Inspired by Japan drama and theatre
It’s a double visual delight at Tauranga Historic Village this month with Ulemj Glamuzina opening her exhibition Kubuku at The Incubator Gallery, and Otumoetai College students holding their Junior Art Exhibition at The Peoples Gallery.
Born in Mongolia, Ulemj came to New Zealand in 2006, after meeting her kiwi husband, Maté, in Japan, where she was completing her post graduate studies in education and linguistics in Hokkaido, and where Maté was teaching English and snowboarding.

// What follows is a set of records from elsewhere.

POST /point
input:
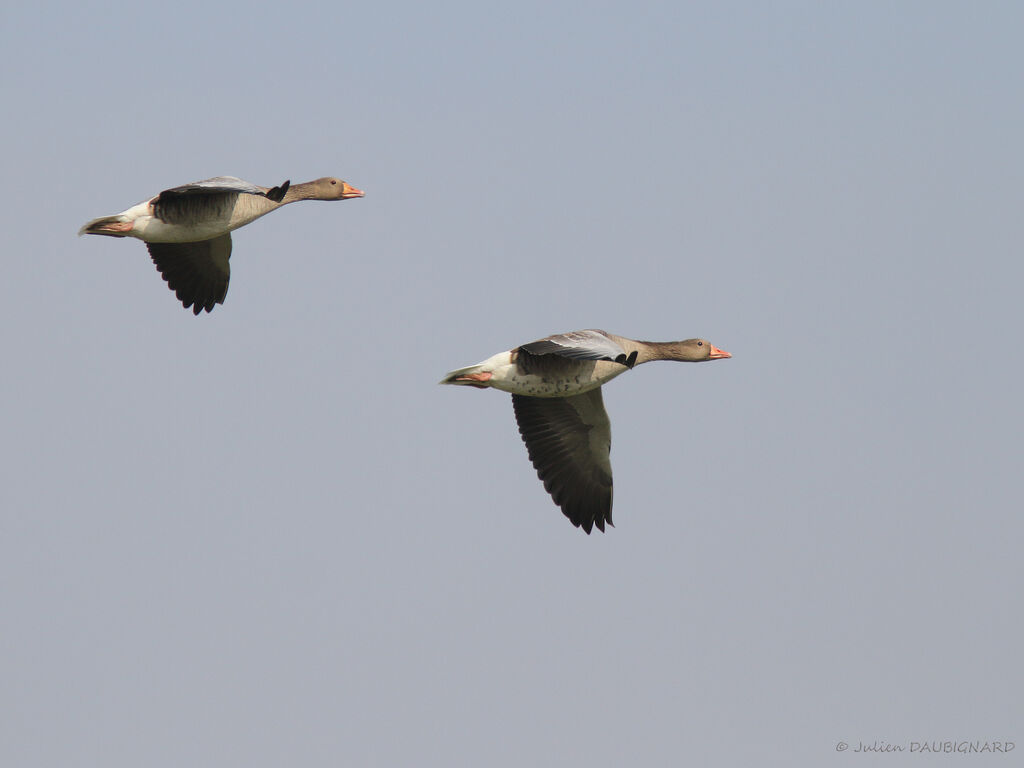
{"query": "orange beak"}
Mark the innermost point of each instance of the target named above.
(347, 190)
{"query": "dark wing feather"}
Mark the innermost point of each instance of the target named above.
(213, 198)
(568, 440)
(198, 272)
(580, 345)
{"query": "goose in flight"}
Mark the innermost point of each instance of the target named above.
(556, 395)
(187, 228)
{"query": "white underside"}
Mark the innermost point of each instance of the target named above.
(152, 229)
(585, 375)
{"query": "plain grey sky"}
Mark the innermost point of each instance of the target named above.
(265, 537)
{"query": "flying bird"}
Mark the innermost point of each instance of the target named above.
(187, 228)
(556, 395)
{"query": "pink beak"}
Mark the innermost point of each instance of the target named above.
(347, 190)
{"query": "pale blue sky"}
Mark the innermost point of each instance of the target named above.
(265, 537)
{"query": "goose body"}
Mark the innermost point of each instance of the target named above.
(555, 384)
(187, 228)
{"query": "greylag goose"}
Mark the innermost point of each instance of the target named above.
(187, 228)
(556, 395)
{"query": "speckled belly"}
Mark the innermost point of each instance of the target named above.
(579, 378)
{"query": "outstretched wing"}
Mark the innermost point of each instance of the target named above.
(206, 200)
(569, 440)
(217, 184)
(581, 345)
(198, 272)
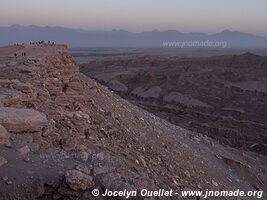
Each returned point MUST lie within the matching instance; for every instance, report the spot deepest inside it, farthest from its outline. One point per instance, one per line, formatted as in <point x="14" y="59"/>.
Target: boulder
<point x="4" y="135"/>
<point x="3" y="161"/>
<point x="22" y="120"/>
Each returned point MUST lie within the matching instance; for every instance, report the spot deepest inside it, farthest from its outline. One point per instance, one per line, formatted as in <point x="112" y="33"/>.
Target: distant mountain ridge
<point x="121" y="38"/>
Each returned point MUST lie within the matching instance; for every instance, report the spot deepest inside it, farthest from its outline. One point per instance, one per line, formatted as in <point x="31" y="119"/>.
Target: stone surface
<point x="78" y="180"/>
<point x="3" y="161"/>
<point x="22" y="120"/>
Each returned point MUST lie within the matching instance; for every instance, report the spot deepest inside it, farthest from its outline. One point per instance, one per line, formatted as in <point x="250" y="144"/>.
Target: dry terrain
<point x="223" y="97"/>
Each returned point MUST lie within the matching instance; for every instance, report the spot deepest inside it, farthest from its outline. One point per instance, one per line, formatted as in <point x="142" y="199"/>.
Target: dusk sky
<point x="140" y="15"/>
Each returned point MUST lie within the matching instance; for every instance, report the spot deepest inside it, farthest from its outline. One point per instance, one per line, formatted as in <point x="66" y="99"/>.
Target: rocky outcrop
<point x="4" y="135"/>
<point x="22" y="120"/>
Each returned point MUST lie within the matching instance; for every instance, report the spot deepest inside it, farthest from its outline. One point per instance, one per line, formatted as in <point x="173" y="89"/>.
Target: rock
<point x="22" y="120"/>
<point x="24" y="87"/>
<point x="68" y="143"/>
<point x="214" y="183"/>
<point x="24" y="150"/>
<point x="83" y="156"/>
<point x="3" y="161"/>
<point x="78" y="180"/>
<point x="4" y="135"/>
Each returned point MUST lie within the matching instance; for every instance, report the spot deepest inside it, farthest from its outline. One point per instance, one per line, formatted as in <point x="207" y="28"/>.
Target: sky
<point x="209" y="16"/>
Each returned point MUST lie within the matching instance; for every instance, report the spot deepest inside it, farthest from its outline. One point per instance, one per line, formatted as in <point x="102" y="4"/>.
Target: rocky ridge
<point x="62" y="135"/>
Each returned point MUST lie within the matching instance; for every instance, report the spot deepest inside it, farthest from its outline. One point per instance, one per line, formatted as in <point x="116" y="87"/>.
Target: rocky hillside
<point x="63" y="135"/>
<point x="223" y="97"/>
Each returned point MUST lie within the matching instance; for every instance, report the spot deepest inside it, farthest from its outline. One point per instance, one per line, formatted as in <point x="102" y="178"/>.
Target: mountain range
<point x="121" y="38"/>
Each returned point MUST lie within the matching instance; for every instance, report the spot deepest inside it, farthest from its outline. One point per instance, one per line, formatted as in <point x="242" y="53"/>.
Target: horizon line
<point x="123" y="30"/>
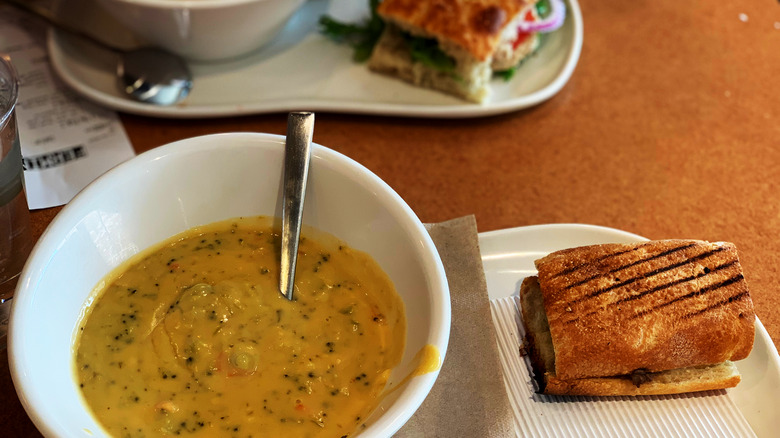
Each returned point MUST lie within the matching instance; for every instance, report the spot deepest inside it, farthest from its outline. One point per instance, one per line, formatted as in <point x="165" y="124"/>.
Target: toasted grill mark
<point x="489" y="20"/>
<point x="679" y="281"/>
<point x="634" y="279"/>
<point x="737" y="297"/>
<point x="574" y="268"/>
<point x="693" y="294"/>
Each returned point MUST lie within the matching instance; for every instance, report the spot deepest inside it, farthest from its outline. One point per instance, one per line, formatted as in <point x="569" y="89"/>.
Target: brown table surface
<point x="669" y="127"/>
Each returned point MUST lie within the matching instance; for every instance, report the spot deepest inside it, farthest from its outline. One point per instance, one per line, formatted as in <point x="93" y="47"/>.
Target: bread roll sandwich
<point x="657" y="317"/>
<point x="454" y="46"/>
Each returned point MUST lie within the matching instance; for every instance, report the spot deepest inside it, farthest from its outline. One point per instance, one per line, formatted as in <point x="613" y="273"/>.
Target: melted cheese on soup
<point x="193" y="338"/>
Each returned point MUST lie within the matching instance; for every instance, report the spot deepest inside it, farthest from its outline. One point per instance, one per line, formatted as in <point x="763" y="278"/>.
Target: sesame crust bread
<point x="656" y="317"/>
<point x="473" y="25"/>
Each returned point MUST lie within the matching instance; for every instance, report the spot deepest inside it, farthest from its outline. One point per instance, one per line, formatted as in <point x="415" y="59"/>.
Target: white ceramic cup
<point x="204" y="30"/>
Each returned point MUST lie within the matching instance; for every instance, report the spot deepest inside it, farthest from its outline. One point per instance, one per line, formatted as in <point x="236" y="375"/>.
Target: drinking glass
<point x="15" y="237"/>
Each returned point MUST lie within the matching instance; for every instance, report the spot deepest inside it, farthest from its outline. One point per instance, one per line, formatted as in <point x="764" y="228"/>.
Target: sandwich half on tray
<point x="657" y="317"/>
<point x="453" y="46"/>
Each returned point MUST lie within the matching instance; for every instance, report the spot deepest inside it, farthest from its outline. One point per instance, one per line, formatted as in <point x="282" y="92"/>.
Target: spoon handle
<point x="49" y="17"/>
<point x="297" y="154"/>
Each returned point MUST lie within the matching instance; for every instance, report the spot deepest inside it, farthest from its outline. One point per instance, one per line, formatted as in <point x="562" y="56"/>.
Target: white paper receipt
<point x="66" y="141"/>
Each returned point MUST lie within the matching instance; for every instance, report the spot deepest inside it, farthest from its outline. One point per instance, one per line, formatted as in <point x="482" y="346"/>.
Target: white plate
<point x="508" y="257"/>
<point x="301" y="69"/>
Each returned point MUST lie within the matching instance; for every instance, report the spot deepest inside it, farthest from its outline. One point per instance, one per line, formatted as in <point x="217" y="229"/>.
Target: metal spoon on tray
<point x="297" y="154"/>
<point x="149" y="74"/>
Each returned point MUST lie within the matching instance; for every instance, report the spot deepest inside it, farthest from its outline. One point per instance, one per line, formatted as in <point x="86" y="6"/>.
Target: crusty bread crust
<point x="682" y="380"/>
<point x="474" y="25"/>
<point x="539" y="347"/>
<point x="470" y="80"/>
<point x="659" y="305"/>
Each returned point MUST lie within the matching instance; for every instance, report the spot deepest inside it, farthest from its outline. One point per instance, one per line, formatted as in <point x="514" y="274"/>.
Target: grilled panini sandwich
<point x="657" y="317"/>
<point x="452" y="45"/>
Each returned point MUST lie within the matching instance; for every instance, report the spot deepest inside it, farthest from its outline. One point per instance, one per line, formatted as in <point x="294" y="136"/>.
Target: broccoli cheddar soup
<point x="193" y="338"/>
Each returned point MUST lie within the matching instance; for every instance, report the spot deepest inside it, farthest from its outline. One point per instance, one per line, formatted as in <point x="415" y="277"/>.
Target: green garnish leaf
<point x="543" y="8"/>
<point x="427" y="52"/>
<point x="507" y="74"/>
<point x="362" y="37"/>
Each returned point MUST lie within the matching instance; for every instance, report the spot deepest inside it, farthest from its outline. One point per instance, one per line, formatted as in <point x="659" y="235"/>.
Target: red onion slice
<point x="553" y="21"/>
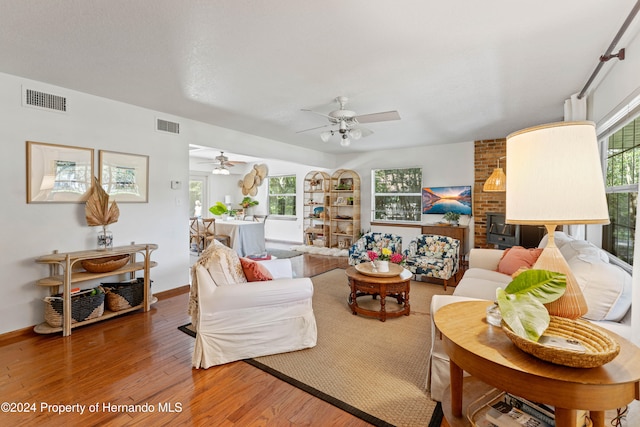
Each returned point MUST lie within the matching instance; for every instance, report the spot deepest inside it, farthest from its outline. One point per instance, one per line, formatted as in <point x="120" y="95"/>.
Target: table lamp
<point x="555" y="178"/>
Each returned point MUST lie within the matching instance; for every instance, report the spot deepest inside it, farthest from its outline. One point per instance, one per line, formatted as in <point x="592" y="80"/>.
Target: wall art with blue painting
<point x="440" y="200"/>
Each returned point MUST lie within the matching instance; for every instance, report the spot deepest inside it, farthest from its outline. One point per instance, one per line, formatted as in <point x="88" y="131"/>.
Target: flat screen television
<point x="440" y="200"/>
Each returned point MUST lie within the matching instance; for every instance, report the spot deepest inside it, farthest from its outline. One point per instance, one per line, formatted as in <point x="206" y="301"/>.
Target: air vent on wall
<point x="43" y="100"/>
<point x="167" y="126"/>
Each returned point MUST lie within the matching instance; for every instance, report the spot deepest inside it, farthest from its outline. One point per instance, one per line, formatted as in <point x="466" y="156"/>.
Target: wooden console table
<point x="485" y="352"/>
<point x="65" y="270"/>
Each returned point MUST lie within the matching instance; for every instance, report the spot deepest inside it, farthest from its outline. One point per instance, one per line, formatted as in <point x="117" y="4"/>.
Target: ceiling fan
<point x="348" y="122"/>
<point x="222" y="163"/>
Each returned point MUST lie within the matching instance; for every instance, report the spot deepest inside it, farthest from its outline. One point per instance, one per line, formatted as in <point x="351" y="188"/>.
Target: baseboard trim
<point x="172" y="292"/>
<point x="18" y="335"/>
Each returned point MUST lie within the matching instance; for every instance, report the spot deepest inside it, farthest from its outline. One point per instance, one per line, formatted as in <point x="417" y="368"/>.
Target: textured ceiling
<point x="455" y="71"/>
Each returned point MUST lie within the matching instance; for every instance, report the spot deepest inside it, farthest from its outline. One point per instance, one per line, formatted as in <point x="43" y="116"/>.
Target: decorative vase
<point x="105" y="238"/>
<point x="494" y="317"/>
<point x="382" y="266"/>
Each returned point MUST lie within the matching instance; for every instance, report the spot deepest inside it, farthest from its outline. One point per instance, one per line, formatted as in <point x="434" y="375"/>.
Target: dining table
<point x="247" y="237"/>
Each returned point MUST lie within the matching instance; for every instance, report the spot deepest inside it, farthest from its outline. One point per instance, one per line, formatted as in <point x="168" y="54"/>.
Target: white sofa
<point x="236" y="319"/>
<point x="606" y="287"/>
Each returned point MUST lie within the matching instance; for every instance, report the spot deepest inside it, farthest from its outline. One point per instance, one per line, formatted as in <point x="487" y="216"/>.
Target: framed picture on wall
<point x="58" y="173"/>
<point x="440" y="200"/>
<point x="125" y="177"/>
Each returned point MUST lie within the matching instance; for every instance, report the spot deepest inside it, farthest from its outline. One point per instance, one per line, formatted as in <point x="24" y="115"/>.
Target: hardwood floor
<point x="136" y="370"/>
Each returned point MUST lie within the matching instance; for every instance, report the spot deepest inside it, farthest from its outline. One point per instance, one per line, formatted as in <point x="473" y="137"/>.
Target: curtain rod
<point x="607" y="55"/>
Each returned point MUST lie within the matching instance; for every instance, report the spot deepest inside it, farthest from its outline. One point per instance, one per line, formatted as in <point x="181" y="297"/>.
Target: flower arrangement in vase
<point x="381" y="260"/>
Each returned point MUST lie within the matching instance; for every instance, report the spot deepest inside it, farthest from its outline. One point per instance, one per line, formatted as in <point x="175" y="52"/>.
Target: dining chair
<point x="196" y="238"/>
<point x="210" y="233"/>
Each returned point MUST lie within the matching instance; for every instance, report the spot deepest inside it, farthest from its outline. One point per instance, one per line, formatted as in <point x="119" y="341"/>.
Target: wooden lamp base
<point x="572" y="304"/>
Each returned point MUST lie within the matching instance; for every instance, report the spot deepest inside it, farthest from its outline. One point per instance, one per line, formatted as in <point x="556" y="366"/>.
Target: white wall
<point x="621" y="82"/>
<point x="442" y="165"/>
<point x="32" y="230"/>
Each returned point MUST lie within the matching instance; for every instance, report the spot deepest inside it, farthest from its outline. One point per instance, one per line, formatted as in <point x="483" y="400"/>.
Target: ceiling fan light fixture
<point x="220" y="170"/>
<point x="324" y="136"/>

Much of Ulemj’s work is inspired by her time spent in Japan, and her exhibition Kabuku is a play on themes of Kabuku - meaning ‘to be out of the ordinary’, and Kabuki – the traditional form of Japanese drama with highly stylized song, mime, and dance, using exaggerated gestures and body movements to express emotions. Ulemj was inspired by a trip she made to Ginza, in Tokyo, which is the principal theatre for traditional Kabuki.
“I’m a visual person so I was really taken by the costumes and hairstyles. I love the Japanese style but this is exaggerated and the masks are so dramatic. Often the masks, or faces, are painted without expression so the artist has to show emotion through movement,” says Ulemj.
This is her third solo exhibition in the past 12 months. She credits her job as a teacher at Tauranga Girls College for driving her prolific output as an artist and sees the roles as complementary.
“Being a teacher gives you structure and sets the pace, and that’s the pace you continue with into your artwork.”
During the past 12 months, Ulemj has more reason to be grateful for her art practice than usual. Her husband, Maté was seriously injured in an e-scooter crash in October 2020, which saw him airlifted to Auckland ICU, and in a coma for weeks.
“Since Maté’s accident I have more urge to create – it helps my wellbeing, it’s like a therapy. It has a healing effect and I just love it.”
Kubuku is being exhibited at The Incubator Gallery and a Junior Art Exhibition by students of Otumoetai College is being exhibited at The Peoples Gallery, The Historic Village, 17th Ave, from November 6 to 24.